Por un lado, considero que hay algo innegociable, y que precisamente forma parte del patrimonio de cada uno de nosotros: nuestra profesionalidad. Algo que no se debería usar como estrategia de castigo en ningún momento, ya que la factura que tengamos que pagar posteriormente puede acompañarnos toda la vida.

Por otro lado, tampoco creo que haya que plegarse a las circunstancias, ya que en nombre de nuestra propia profesionalidad no pueden sostenerse situaciones que creemos injustas (al menos para nosotros).

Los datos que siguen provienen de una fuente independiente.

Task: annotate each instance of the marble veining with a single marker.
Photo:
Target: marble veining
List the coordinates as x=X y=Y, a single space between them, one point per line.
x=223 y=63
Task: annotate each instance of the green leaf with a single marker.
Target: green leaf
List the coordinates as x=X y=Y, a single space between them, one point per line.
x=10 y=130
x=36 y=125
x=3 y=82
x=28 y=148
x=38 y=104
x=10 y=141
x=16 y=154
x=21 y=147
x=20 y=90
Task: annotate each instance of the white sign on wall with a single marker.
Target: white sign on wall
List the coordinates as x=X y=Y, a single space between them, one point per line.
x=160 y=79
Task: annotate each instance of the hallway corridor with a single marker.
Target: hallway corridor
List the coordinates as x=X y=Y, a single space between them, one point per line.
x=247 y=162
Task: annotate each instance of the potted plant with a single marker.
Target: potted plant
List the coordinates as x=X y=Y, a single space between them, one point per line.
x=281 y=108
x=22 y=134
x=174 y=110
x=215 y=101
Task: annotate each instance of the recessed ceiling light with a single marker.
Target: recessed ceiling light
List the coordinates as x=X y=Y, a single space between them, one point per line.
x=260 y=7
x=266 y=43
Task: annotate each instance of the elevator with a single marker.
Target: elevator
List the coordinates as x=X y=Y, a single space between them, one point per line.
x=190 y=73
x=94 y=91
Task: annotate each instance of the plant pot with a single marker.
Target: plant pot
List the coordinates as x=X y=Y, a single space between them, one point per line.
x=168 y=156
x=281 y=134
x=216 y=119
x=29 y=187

…y entre lo uno y lo otro está el reto. Habrá que valorar la posibilidad de continuar o no continuar, el margen de maniobra que puedas tener en ese sentido, o incluso si quieres seguir apostando por un determinado proyecto, y todo ello de manera explícita y consciente contigo mismo… ahora bien, mientras sigamos, nuestra propuesta de valor profesional como trabajadores (por cuenta propia o ajena) es sagrada (o debería serlo) …

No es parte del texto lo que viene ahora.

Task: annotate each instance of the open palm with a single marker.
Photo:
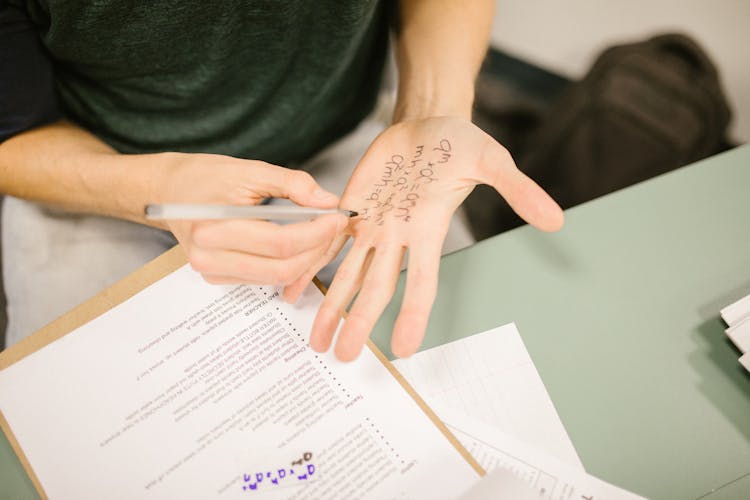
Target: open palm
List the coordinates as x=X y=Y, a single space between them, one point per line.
x=405 y=189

…por ello, tengamos más o menos margen de maniobra para afrontar este dilema, me resulta esencial e imprescindible tener un proyecto profesional propio, un proyecto que trascienda más allá del lugar en el que estés prestando tus servicios y te acompañe donde quiera que vayas, donde quiera que estés… algo que le dé sentido y propósito a las tareas y servicios que conforman tu profesionalidad… y es que esto, si bien no te ensanchará el margen de maniobra que tengas para responder a esta situación, sin duda, te ayudará y te mantendrá firme ante las decisiones que tomes.